Fig 2Minimum read length required for accurate identification of target sequences.
The genome of E. coli Sakai (EC20040078) was used to randomly generate triplicate datasets of 0.5M (top left), 1M (top right), 1.5M (bottom left) and 2M simulated reads (bottom right) for twelve read lengths ranging from 18 to 50 nt (144 datasets). The reads from individual datasets were then mapped to the target sequences, and the mean percentage of sequence identity (MPI) was calculated for each dataset. The average and standard deviation of the three mean percentage of sequence identity obtained for each dataset are shown. An MPI above 90% was used as the threshold for accurate identification.
Fig 3Impact of coverage depth on identification of target sequences using 21-nt simulated reads.
The genome of E. coli Sakai (EC20040078) was used to randomly generate triplicate datasets of simulated 21-nt reads for twelve depths of coverage (36 datasets). The reads from individual datasets were then mapped to the target sequences, and the mean percentage of sequence identity (MPI) was calculated for each dataset. The average and standard deviation of the three MPI values obtained for each dataset at different depths of coverage are shown. An MPI above 90% was used as the threshold for accurate identification.
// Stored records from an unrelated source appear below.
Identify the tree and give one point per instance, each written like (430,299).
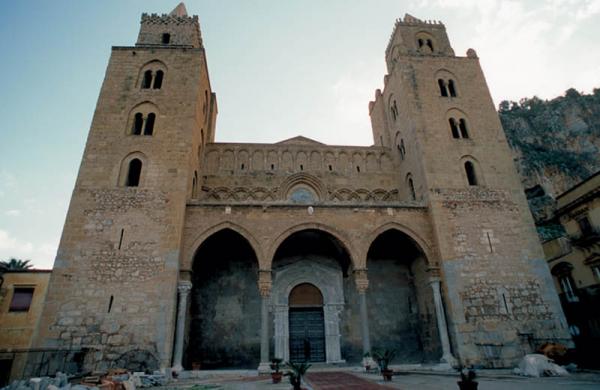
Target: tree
(16,264)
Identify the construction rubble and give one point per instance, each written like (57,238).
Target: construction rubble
(114,379)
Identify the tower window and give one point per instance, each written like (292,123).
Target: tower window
(147,81)
(21,299)
(454,128)
(402,149)
(462,124)
(451,88)
(158,79)
(443,89)
(430,44)
(134,173)
(470,171)
(138,122)
(149,127)
(411,187)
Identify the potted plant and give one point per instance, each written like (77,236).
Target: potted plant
(297,371)
(383,359)
(467,379)
(276,375)
(367,361)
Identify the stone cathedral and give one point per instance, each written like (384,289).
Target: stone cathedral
(179,251)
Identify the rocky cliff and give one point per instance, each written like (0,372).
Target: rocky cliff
(556,144)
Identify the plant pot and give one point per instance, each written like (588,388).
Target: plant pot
(467,385)
(276,376)
(387,375)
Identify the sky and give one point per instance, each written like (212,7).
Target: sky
(279,69)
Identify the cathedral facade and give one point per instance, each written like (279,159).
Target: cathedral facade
(179,251)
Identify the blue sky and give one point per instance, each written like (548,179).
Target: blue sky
(279,68)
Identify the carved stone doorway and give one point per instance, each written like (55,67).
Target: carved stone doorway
(307,326)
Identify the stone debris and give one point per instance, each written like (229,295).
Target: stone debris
(114,379)
(536,365)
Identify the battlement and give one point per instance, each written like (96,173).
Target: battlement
(167,19)
(173,29)
(410,21)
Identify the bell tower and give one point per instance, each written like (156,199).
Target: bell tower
(437,115)
(113,289)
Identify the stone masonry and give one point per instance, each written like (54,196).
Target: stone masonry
(422,242)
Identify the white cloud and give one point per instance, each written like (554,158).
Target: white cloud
(41,256)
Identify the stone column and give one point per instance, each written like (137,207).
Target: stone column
(264,287)
(183,288)
(447,357)
(362,283)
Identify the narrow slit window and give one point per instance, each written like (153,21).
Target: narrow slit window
(470,171)
(147,81)
(134,173)
(158,79)
(462,124)
(21,299)
(149,128)
(453,128)
(411,187)
(443,89)
(138,122)
(451,88)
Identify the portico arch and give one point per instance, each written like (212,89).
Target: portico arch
(224,318)
(315,257)
(340,238)
(204,235)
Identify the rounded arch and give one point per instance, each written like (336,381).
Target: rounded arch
(138,117)
(123,168)
(342,240)
(467,160)
(305,179)
(206,234)
(153,66)
(417,240)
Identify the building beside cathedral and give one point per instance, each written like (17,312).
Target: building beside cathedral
(179,251)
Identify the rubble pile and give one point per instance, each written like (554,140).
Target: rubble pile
(114,379)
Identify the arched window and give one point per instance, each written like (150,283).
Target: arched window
(451,88)
(562,272)
(470,171)
(411,188)
(138,122)
(443,89)
(462,124)
(134,173)
(454,128)
(147,81)
(402,149)
(149,127)
(430,44)
(158,79)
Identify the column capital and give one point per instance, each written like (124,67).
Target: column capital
(361,280)
(264,282)
(184,287)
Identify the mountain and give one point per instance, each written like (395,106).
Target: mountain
(556,144)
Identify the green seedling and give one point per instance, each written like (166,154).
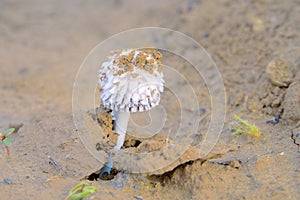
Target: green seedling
(246,128)
(80,191)
(5,138)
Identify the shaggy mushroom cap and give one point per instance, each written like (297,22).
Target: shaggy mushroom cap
(131,80)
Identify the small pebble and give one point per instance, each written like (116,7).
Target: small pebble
(120,181)
(249,175)
(137,197)
(136,187)
(7,181)
(279,73)
(274,121)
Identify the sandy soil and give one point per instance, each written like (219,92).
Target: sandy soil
(43,44)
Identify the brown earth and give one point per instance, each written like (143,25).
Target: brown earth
(43,43)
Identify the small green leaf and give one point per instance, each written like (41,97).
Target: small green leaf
(7,142)
(9,131)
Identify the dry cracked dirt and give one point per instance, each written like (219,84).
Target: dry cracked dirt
(256,46)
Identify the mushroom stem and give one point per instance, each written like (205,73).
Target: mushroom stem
(120,127)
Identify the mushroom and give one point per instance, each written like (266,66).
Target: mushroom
(131,81)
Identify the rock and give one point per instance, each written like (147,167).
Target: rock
(279,73)
(291,104)
(137,197)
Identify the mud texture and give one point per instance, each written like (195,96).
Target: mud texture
(43,43)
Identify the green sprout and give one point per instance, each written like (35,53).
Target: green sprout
(246,128)
(80,191)
(5,138)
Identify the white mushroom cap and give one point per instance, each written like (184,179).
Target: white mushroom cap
(131,80)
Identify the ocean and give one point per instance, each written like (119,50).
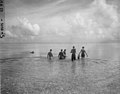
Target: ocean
(109,51)
(26,73)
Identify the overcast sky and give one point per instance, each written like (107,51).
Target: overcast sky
(41,20)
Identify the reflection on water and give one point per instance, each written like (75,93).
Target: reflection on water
(109,51)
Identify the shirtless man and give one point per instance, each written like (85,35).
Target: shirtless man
(50,55)
(82,53)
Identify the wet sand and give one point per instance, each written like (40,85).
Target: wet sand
(37,75)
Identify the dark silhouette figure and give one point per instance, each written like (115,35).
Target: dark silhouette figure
(73,56)
(61,55)
(32,52)
(50,55)
(82,53)
(64,53)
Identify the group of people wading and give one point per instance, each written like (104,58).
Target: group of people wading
(62,54)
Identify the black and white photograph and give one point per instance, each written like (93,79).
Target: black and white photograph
(60,46)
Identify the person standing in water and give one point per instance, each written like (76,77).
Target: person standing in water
(73,56)
(50,55)
(60,55)
(64,53)
(82,53)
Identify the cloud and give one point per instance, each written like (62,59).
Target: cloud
(24,29)
(34,28)
(98,22)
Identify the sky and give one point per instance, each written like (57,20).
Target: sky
(62,20)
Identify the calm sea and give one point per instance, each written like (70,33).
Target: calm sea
(107,51)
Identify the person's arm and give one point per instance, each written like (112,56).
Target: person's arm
(47,56)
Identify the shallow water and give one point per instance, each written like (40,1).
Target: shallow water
(25,73)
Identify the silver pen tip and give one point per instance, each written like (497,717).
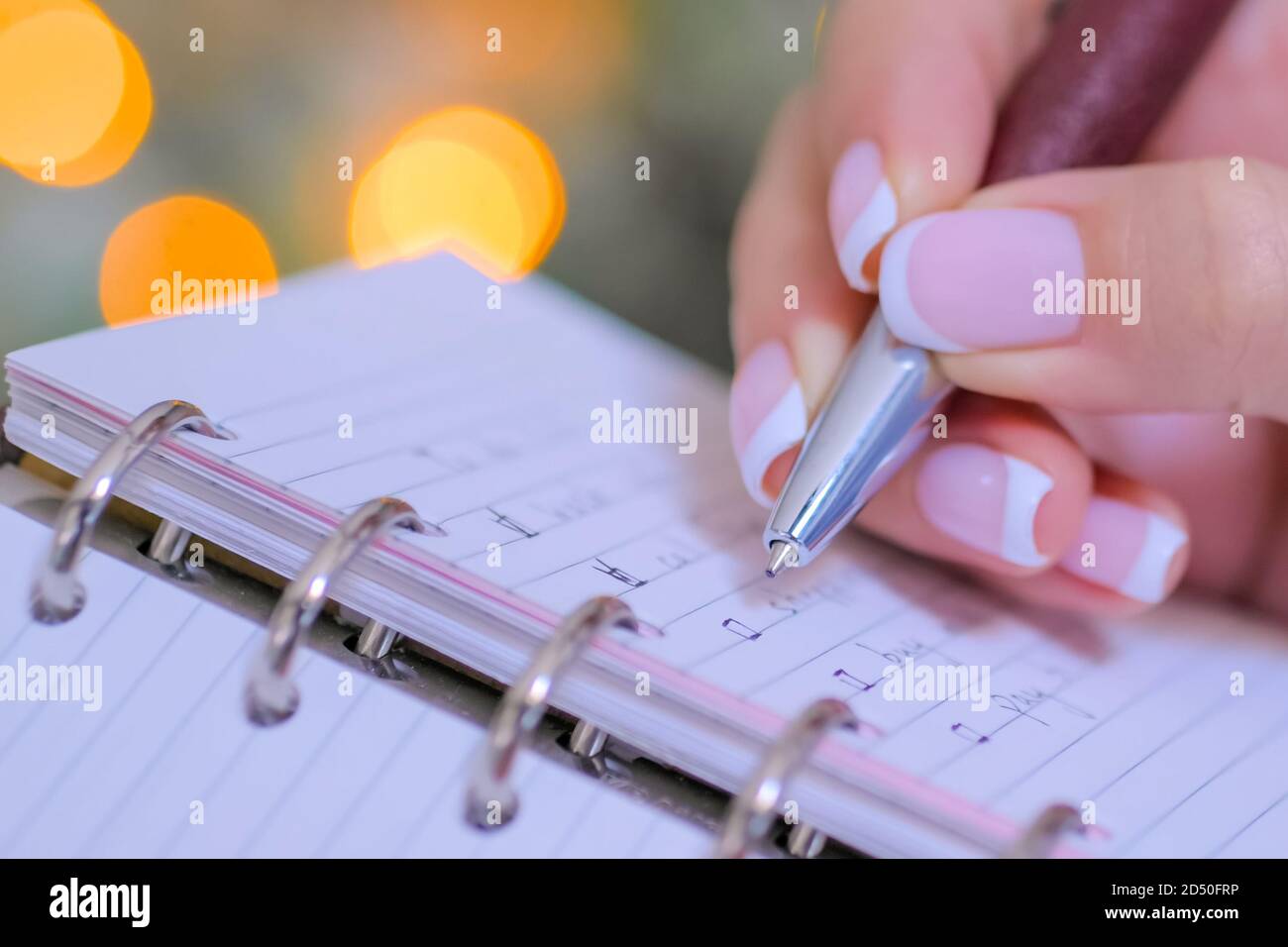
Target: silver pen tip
(782,556)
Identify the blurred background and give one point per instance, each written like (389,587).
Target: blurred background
(262,118)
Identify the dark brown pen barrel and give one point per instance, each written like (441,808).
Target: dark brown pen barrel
(1076,108)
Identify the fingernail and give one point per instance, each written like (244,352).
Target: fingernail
(819,348)
(967,279)
(862,210)
(1126,548)
(767,414)
(986,499)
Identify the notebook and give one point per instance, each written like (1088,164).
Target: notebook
(568,455)
(146,751)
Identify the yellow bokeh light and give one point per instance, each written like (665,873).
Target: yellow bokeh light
(172,243)
(75,98)
(464,179)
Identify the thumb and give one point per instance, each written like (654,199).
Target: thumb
(1153,287)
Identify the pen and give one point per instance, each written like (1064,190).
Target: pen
(1078,105)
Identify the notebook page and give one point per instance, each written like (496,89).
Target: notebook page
(1076,714)
(155,758)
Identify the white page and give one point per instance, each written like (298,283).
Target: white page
(168,741)
(482,420)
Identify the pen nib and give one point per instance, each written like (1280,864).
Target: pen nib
(782,556)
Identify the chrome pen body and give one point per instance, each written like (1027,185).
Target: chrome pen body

Fig 4Comprehensive coverage of the E. coli Sakai reference genome with 21-nt reads.
A. Mapping of 21-nt sequencing reads to the E. coli Sakai (EC20040078) reference genome indicates that a depth of coverage of 4 ensures that >95% of the genome is covered. The 21-nt reads sampled in real time (×) during two sequencing runs, reads trimmed to 21 nt (open circle) from two experimental runs (and the result of combining the two), and simulated 21-nt reads were mapped against the closed E. coli Sakai (EC20040078) reference genome. The percentage of the reference genome covered by the reads from each sequencing run and simulations are shown. B. Mapping of 21-nt experimental reads sampled in real time to the E. coli Sakai reference genome demonstrates the absence of significantly large gaps. The 21-nt reads sampled in real time from the sequencing run that provided the best genome coverage were mapped against the E. coli Sakai reference genome (EC20040078) and gaps of all sizes (bp) were counted using a custom script. Frequency of each gap size is indicated. No gaps larger than 61 bases were observed.